Skype voice Translator is marketed by Microsoft in glowing terms as the machine learning (ML) “language translator that keeps getting smarter.”
Its reputation for accurately translating in near real time between ten languages (English, Spanish, French, German, Mandarin Chinese, Italian, Portuguese, Arabic, and Russian) is strong thanks, it might reasonably be assumed, to all that machine learning going on in the background.
Except that a Motherboard story quoting an unnamed Skype insider has claimed that the reason it’s so good is really because it uses human beings to help the system’s translations along by listening to snippets of real calls.
The problem? While Microsoft makes clear that audio captured using this system might be analysed, it doesn’t make clear that this is being done by people as well as machines.
Machines are just software and in their current state of development are (we hope) unlikely to have any personal opinions on what they listen to. Humans, meanwhile, introduce a very different set of possibilities.
Last week, Google and Apple had to suspend contractor access to voice commands captured by Siri and Google Assistant after an outcry at the privacy implications of allowing strangers to listen to recordings of personal audio.

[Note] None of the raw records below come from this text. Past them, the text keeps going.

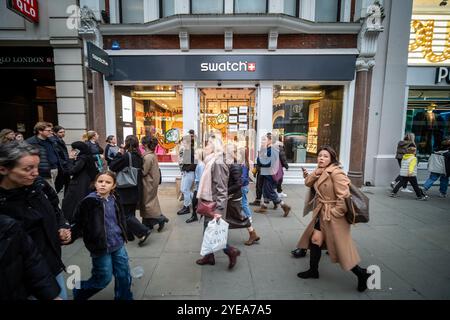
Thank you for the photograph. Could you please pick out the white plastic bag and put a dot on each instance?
(215, 237)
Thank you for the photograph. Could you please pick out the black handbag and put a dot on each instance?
(234, 217)
(357, 206)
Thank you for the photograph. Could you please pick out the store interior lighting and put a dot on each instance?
(154, 93)
(299, 92)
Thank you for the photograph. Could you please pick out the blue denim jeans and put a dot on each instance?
(187, 180)
(103, 268)
(269, 190)
(443, 182)
(245, 207)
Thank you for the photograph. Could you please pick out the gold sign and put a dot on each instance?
(424, 32)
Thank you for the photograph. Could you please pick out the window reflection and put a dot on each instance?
(307, 117)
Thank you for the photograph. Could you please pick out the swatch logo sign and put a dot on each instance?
(228, 66)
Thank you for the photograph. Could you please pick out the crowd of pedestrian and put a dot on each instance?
(103, 189)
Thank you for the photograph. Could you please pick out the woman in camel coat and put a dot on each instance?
(150, 209)
(328, 228)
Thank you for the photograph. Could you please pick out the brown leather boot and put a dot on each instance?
(208, 259)
(286, 209)
(253, 237)
(262, 209)
(232, 254)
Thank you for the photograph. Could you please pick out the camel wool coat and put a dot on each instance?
(150, 181)
(332, 186)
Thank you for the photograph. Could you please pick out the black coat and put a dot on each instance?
(128, 196)
(89, 222)
(235, 181)
(62, 152)
(32, 207)
(83, 174)
(24, 271)
(44, 164)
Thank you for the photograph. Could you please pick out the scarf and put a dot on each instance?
(204, 188)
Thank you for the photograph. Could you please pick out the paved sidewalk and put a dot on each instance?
(408, 239)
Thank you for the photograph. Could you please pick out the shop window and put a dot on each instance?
(211, 6)
(132, 11)
(328, 10)
(151, 110)
(428, 117)
(250, 6)
(167, 8)
(307, 117)
(291, 7)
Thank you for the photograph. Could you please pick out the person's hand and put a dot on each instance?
(305, 172)
(318, 172)
(65, 235)
(73, 154)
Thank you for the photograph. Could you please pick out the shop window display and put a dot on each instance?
(307, 117)
(151, 110)
(430, 125)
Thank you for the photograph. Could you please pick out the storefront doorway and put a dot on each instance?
(230, 113)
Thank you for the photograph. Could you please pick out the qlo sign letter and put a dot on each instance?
(26, 8)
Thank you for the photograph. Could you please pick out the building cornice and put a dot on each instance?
(240, 23)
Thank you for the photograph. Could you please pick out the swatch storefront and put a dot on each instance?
(307, 99)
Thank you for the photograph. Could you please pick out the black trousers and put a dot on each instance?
(134, 226)
(194, 202)
(259, 186)
(404, 181)
(398, 177)
(279, 189)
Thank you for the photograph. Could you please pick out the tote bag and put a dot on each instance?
(215, 237)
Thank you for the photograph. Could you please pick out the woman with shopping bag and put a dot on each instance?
(212, 195)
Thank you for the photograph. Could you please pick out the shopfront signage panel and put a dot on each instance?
(442, 73)
(26, 58)
(28, 9)
(233, 67)
(430, 40)
(98, 59)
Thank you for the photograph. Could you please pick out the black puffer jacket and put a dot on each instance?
(44, 164)
(90, 223)
(62, 152)
(34, 207)
(83, 173)
(24, 271)
(128, 196)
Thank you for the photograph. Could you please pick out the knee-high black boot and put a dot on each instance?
(314, 259)
(362, 275)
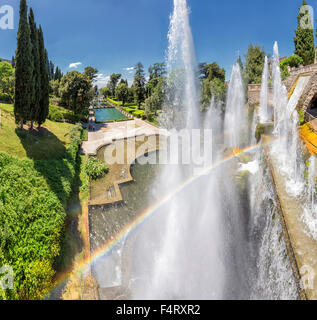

Earlier this week, Amazon found itself “in discussion” with the EU’s Luxembourg privacy regulator over possible privacy implications from access to Alexa voice recordings.
Suddenly, big tech companies are struggling to explain what’s really going on without sounding as if they’re trying to explain away privacy concerns – which simply makes people even more suspicious.
Skype to HAL
While Skype Translator depends on ML for the bulk of its heavy lifting, the algorithms used still need a lot of adjustment to improve their accuracy. Microsoft says as much in its Translator privacy FAQ, describing how:
To help the technology learn and grow, we verify the automatic translations and feed any corrections back into the system, to build more performant services.
Of course, this fails to explain who or what is doing the correcting.
Motherboard says it was sent audio gathered by Translator featuring all sorts of personal content, including people discussing relationships and weight loss.
Other files appeared to suggest that, as with Google, Apple and Amazon, audio from Microsoft’s voice assistant Cortana is also being listened to by contractors.
Not a good few weeks for voice-driven AI then. Machines are being used to do lots of useful and clever things, but machine learning needs to be taught, and that requires teachers. That’s not Microsoft’s fault – but it does show that not everything can be solved by turning on lots of budding HALs and leaving them to it.
Many fret that humans will be replaced by machines. For voice AI, arguably, it’s human indispensability that might be the the more immediate challenge.